| E.1 Medical condition or disease under investigation |
| E.1.1 | Medical condition(s) being investigated |
| Stage III, IV metastatic advanced melanoma |
|
| E.1.1.1 | Medical condition in easily understood language |
|
| E.1.1.2 | Therapeutic area | Diseases [C] - Cancer [C04] |
| MedDRA Classification |
| E.1.3 | Condition being studied is a rare disease | No |
| E.2 Objective of the trial |
| E.2.1 | Main objective of the trial |
| To monitor the safety of ipilimumab (MDX-010) administered either as Re-Induction (10 mg/kg or 3 mg/kg) or as Maintenance therapy (0.3, 3 or 10 mg/kg) in this ipilimumab (MDX-010) clinical study. |
|
| E.2.2 | Secondary objectives of the trial |
For all patients:
1)OS from 1st dose of ipi. in parent study
2)survival rate at 1 year from 1st dose of ipi. in parent study
3)monitor patients (except in Group C Survival Follow-Up Only) who experience irAEs after ipi. treatment
For patients receiving Re-Induction in this study at time of disease progression, following clinical benefit (SD, PR or CR) after ipi. treatment:
4)Best ORR following 1st Re-Induction in this study
5)Disease control rate following 1st Re-Induction in this study
6)Duration of response following 1st Re-Induction in this study
7)Time to resp. following 1st Re-Induction in this study
8)OS following 1st Re-Induction in this study
9)Repeat response following 2nd Re-Induction in this study
For all patients receiving re-induction in this study, estimate:
10)PFS from 1st Re-Induction in this study
For the additional secondary objectives, please see section 2.3 of the protocol. |
|
| E.2.3 | Trial contains a sub-study | No |
| E.3 | Principal inclusion criteria |
Patients eligible for this study must represent one of the three patient populations described in Section 3.2 of the Protocol and meet the inclusion/exclusion criteria detailed below.
Group C (except Group C Survival Follow-Up Only) patients must meet Inclusion Criteria 1, 2, and 3 and Exclusion Criteria 1 and 2.
Group C Survival Follow-Up Only patients must meet Inclusion Criteria 1, 2, 3 and Exclusion Criterion 2.

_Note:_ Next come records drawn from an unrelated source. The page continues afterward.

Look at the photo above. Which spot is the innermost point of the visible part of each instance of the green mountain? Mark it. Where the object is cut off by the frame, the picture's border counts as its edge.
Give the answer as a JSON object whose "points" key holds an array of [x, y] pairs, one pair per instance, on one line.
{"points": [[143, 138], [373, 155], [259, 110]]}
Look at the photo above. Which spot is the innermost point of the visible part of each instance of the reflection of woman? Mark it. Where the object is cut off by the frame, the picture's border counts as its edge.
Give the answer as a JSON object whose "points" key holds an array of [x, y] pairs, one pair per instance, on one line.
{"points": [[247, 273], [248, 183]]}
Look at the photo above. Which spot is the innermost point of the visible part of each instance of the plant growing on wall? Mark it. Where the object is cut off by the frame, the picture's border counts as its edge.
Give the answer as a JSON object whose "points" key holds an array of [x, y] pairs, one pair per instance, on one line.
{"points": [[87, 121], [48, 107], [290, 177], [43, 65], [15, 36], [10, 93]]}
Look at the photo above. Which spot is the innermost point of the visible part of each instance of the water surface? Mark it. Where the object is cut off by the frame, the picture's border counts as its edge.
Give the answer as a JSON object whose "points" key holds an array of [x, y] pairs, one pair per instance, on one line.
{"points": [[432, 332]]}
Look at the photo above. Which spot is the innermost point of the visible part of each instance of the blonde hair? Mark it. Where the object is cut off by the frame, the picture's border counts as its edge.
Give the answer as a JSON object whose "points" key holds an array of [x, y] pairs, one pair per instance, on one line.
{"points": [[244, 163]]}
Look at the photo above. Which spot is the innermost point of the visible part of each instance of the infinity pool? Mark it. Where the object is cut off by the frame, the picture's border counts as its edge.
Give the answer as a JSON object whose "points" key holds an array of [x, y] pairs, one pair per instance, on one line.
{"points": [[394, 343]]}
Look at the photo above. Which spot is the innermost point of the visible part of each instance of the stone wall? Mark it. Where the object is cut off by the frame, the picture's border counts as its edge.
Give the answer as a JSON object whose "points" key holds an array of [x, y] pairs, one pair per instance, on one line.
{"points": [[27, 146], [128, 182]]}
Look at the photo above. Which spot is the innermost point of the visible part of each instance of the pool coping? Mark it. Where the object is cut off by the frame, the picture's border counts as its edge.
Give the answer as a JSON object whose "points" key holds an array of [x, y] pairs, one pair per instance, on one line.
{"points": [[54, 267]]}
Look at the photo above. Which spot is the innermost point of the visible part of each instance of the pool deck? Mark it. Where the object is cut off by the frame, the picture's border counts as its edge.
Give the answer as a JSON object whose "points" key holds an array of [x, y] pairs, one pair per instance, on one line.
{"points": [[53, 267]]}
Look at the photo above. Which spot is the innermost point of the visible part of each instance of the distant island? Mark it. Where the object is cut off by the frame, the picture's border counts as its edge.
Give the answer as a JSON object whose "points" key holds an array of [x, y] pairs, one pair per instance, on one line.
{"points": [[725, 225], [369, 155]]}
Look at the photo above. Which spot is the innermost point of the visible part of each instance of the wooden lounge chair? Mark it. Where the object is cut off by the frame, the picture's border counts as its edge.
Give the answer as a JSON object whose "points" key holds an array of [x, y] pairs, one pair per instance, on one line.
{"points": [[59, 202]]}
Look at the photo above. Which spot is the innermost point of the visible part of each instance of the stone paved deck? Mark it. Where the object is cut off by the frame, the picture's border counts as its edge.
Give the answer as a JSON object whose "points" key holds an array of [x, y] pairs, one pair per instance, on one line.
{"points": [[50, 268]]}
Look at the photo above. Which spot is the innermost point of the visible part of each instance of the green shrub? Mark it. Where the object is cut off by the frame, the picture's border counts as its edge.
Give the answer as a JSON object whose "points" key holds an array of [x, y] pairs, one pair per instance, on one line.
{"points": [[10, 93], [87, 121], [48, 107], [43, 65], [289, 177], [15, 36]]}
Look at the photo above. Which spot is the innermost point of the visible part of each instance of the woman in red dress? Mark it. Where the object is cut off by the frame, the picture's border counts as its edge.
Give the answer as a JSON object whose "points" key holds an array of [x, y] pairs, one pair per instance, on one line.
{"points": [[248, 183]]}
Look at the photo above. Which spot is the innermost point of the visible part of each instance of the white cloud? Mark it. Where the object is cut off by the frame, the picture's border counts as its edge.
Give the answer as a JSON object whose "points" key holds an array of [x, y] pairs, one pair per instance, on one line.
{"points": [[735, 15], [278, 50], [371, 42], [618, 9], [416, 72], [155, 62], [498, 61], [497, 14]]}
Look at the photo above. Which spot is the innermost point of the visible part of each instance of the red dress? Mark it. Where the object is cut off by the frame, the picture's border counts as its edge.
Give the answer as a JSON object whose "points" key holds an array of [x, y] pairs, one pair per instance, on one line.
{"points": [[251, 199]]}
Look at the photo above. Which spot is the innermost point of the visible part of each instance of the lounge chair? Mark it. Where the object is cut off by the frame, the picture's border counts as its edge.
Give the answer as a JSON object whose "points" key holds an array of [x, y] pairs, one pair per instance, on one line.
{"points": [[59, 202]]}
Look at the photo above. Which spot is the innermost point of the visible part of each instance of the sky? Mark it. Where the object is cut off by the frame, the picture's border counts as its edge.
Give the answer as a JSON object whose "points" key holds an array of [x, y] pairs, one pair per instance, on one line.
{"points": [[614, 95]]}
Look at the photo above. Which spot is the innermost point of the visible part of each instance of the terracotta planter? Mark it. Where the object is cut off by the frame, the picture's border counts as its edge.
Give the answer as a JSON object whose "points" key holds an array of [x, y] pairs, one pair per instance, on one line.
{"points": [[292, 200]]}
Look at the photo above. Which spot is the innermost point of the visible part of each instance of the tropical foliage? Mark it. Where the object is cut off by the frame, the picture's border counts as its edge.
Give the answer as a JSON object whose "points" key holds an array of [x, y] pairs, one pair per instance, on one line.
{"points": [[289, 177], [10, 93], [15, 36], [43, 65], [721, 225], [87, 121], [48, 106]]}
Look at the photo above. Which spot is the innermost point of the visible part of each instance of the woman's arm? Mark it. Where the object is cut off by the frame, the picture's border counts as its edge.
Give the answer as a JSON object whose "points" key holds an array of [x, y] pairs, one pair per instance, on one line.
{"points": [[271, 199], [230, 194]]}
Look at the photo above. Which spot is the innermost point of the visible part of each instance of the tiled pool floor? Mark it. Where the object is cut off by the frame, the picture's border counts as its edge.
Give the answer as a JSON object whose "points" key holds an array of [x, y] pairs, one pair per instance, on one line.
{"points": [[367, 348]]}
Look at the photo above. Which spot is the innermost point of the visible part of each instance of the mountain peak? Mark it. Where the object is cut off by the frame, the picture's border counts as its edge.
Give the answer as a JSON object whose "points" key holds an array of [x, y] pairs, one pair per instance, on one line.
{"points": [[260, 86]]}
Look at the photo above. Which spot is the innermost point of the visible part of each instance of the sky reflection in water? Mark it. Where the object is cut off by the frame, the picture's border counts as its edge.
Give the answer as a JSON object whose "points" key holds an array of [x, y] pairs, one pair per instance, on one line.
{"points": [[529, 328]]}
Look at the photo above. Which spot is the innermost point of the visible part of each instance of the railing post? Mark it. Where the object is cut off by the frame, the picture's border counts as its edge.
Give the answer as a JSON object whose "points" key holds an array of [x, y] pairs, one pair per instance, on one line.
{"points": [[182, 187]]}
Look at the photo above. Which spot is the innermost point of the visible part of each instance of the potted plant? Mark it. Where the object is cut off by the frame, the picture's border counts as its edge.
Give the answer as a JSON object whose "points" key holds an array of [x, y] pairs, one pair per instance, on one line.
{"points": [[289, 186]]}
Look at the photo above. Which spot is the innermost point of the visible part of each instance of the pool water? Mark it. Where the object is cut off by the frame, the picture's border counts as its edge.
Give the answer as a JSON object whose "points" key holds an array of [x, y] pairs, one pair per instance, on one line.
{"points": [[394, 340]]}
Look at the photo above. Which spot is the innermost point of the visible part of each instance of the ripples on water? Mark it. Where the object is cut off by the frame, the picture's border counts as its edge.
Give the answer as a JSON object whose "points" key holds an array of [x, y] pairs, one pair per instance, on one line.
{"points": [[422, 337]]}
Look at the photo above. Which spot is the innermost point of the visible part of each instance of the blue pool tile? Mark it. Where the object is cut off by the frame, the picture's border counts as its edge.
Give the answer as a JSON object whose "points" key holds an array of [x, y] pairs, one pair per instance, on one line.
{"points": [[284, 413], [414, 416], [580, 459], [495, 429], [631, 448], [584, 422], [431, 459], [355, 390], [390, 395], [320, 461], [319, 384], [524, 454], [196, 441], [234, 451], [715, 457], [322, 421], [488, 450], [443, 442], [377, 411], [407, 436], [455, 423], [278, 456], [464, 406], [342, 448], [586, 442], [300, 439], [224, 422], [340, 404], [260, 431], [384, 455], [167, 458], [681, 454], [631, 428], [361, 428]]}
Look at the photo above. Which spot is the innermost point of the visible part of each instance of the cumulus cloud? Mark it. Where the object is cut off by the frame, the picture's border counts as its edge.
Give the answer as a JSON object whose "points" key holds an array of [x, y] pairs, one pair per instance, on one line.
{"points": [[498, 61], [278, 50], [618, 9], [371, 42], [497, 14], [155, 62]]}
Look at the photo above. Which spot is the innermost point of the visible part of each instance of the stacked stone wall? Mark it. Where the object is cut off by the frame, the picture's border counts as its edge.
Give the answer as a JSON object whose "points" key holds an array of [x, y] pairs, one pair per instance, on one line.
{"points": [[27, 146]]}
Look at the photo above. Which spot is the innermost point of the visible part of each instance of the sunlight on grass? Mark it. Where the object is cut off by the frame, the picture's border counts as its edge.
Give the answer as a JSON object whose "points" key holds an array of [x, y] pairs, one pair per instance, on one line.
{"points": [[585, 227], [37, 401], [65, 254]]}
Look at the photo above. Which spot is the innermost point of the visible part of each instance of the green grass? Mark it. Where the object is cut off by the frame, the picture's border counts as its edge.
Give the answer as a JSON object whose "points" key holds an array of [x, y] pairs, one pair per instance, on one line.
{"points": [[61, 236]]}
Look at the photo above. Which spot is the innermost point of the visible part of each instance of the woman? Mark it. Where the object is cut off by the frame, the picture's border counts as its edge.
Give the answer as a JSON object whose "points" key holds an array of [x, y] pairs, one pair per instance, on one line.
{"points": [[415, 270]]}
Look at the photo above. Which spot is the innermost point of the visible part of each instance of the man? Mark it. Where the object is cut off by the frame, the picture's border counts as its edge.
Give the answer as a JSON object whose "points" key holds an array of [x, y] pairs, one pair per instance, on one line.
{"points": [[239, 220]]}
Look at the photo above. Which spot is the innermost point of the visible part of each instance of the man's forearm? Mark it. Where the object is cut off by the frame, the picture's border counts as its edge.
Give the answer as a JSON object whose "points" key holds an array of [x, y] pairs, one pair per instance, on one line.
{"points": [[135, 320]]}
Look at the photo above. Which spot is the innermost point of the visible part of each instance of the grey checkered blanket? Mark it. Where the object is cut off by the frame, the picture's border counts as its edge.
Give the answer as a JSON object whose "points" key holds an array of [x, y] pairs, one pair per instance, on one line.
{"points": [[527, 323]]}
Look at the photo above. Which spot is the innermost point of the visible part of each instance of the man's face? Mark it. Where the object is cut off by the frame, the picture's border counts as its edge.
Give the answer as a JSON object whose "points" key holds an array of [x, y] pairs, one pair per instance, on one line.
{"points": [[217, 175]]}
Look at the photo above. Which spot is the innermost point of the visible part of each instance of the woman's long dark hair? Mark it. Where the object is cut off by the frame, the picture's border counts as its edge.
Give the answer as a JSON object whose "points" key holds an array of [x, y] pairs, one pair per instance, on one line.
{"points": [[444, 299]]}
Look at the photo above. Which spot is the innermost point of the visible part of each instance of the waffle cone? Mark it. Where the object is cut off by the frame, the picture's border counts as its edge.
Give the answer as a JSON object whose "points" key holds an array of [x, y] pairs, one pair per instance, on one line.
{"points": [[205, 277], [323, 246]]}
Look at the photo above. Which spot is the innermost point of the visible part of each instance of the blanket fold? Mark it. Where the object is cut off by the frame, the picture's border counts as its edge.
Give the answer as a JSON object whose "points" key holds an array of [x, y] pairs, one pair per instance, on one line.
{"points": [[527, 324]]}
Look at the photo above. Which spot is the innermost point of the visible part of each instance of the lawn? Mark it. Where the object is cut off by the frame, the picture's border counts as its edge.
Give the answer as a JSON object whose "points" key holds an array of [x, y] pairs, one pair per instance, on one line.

1. Willing and able to give written informed consent;
Target population
2. Diagnosis of advanced melanoma;
3. Prior treatment in one of the following studies: CA184008, CA184-022, CA184007, CA184004, MDX010-08 or MDX010-15; and meets criteria for Group A, B or C (see
Section 3.2.)
4. Accessible for treatment and Follow-Up;
5. All patients entering the study as Group A to receive Re-Induction must have their case discussed with a BMS Medical Monitor prior to enrollment in the companion study;
6. Patients who have not experienced IBE related to ipilimumab, or patients who have
experienced a select IBE related to ipilimumab that has completely resolved with
immunosuppressive therapy or controlled with hormone therapy (* see below for
IBEs eligible for consideration, also refer to Section 3.2.2 for definition of select
reversible IBEs):
* List of IBEs eligible for consideration:
a) Reversible autoimmune hepatitis
b) Medically manageable endocrinopathy
c) Reversible dermatological toxicity
7. Have the complete set of baseline (i.e., Screening) images of lesions and radiographic images, including, but not limited to: brain, chest, abdomen pelvis and bone scans (bone scan only as applicable). All images must be of adequate quality;
8. Life expectancy ≥16 weeks;
9. ECOG performance status of 0 or 1 (Group A patients only, refer to Appendix 3);
10. Required values for initial laboratory tests (Group A patients only):
• WBC ≥ 2000/uL
• ANC ≥ 1000/uL
• Platelets ≥ 50 x 10³/uL
• Hemoglobin ≥ 8 g/dL
• Creatinine ≤ 3.0 x ULN
• AST/ALT ≤ 2.5 x ULN for patients without liver metastasis ; ≤ 5 x ULN for patients with liver metastasis
• Bilirubin ≤ 3.0 x ULN, (except patients with Gilbert’s Syndrome, who must have a total bilirubin less than 3.0 mg/dL);
11. No active or chronic infection with HIV, Hepatitis B or Hepatitis C;
Age and Sex
12. Men and women ≥18 years of age (or, ≥ 16, if allowable per local regulatory authority);
Women of childbearing potential (WOCBP) must be using a highly effective method(s) of contraception (failure rate of less than 1% per year) to avoid pregnancy throughout the study and for up to 12 weeks after the last date of study treatment in such a manner that the risk of pregnancy is minimized.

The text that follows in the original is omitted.